Today was funnnn, hung out with Cousin @ EMall. We watched Twilight, too. “You have no class at all! Why would you go to the front of the line when you’re all the way in the back?” HAHAH, tripppppin. The movie was good a second time; but like I said before, the book is better.
Started off with $130. Shopped at Hollister (though I used $90 off my giftcards there), Aeropostale, Nina’s, and Papaya. Came home with $30 left, haha. It was hella fun though. Gooood times, Cousin!, we should do that again soon. (:
Ran into Katherine too. It was awesome to finally see her :D At first, I didn’t know who she was, HAHAH. But then I got it, haha. Then I saw Judy & Lisa. That was cool too.
“It’s so hard to describe. It’s not like love at first sight, really. It’s more like… gravity moves. When you see her, suddenly it’s not the earth holding you here anymore. She does. And nothing matters more than her. And you would do anything for her, be anything for her… You become whatever she needs you to be, whether that’s a protector, or a lover, or a friend, or a brother.”—Jacob Black, Eclipse.
I’m not just saying it, but I really want to become a better person. More focused, more polite, and more confident. I want to be an even better influence to others and have a more positive attitude and outlook.

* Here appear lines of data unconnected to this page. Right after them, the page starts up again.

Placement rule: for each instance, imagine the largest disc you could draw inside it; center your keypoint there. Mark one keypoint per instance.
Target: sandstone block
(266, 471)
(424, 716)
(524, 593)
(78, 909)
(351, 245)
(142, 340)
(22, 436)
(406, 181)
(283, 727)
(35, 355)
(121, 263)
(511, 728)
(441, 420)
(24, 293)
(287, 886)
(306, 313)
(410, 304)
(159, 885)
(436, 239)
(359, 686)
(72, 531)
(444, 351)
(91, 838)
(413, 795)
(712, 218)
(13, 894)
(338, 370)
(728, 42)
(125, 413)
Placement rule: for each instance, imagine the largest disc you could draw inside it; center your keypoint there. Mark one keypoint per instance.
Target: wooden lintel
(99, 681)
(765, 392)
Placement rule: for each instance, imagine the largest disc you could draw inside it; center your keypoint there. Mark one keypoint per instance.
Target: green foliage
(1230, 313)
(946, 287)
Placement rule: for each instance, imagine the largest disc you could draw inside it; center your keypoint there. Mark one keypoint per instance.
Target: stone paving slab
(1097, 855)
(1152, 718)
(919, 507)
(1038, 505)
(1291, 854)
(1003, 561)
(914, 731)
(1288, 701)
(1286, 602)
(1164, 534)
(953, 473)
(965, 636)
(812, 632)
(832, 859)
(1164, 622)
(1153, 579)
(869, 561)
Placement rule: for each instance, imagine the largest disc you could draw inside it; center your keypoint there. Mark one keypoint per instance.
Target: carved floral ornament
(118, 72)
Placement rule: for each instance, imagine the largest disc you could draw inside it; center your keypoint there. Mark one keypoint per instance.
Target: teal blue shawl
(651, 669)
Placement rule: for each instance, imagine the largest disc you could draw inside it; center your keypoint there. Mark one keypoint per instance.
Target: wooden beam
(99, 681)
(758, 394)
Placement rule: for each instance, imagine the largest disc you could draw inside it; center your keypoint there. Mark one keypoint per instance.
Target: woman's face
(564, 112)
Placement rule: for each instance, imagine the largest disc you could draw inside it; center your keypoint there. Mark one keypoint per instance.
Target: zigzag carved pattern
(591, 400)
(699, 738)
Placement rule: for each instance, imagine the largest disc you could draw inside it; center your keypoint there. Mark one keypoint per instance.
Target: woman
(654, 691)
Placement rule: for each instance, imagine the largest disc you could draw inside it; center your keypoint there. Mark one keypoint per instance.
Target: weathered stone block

Bringing in the new year means bringing in a new me. The past is the past, and I’m going to learn to leave it all behind: the stupid mistakes, the lost friends, and the words that should’ve never been spoken. I want to finally grasp the concept of “everything happens for a reason.” Whether it be good or bad, I’m going to promise myself to deal with certain situations because I have no control over things already done. I want to be a more positive person: acting positively and thinking positively. I want to be more thankful, to finally notice how lucky I am. My thoughts will be directed to the lighter side of things; always looking at the bright side. Because when you have a life like mine, there’s always an escape from your struggles: hope for the future.
Becoming a better person is another goal I don’t want to give up on. I don’t want to act like everyone else does… I want to be my own person, be a good example, even for myself. I’m trying to work on the way I look at other people: I want to believe that despite everything, there is some good inside their hearts. Because I want to believe that everyone DOES deserve a second chance.
As 2009 comes into view, I know there will be changes, some for the better and some for the worse. But like they say, things have to get worse before they can get better.
But the biggest change that I know will be for the best is the one I see taking place inside of me.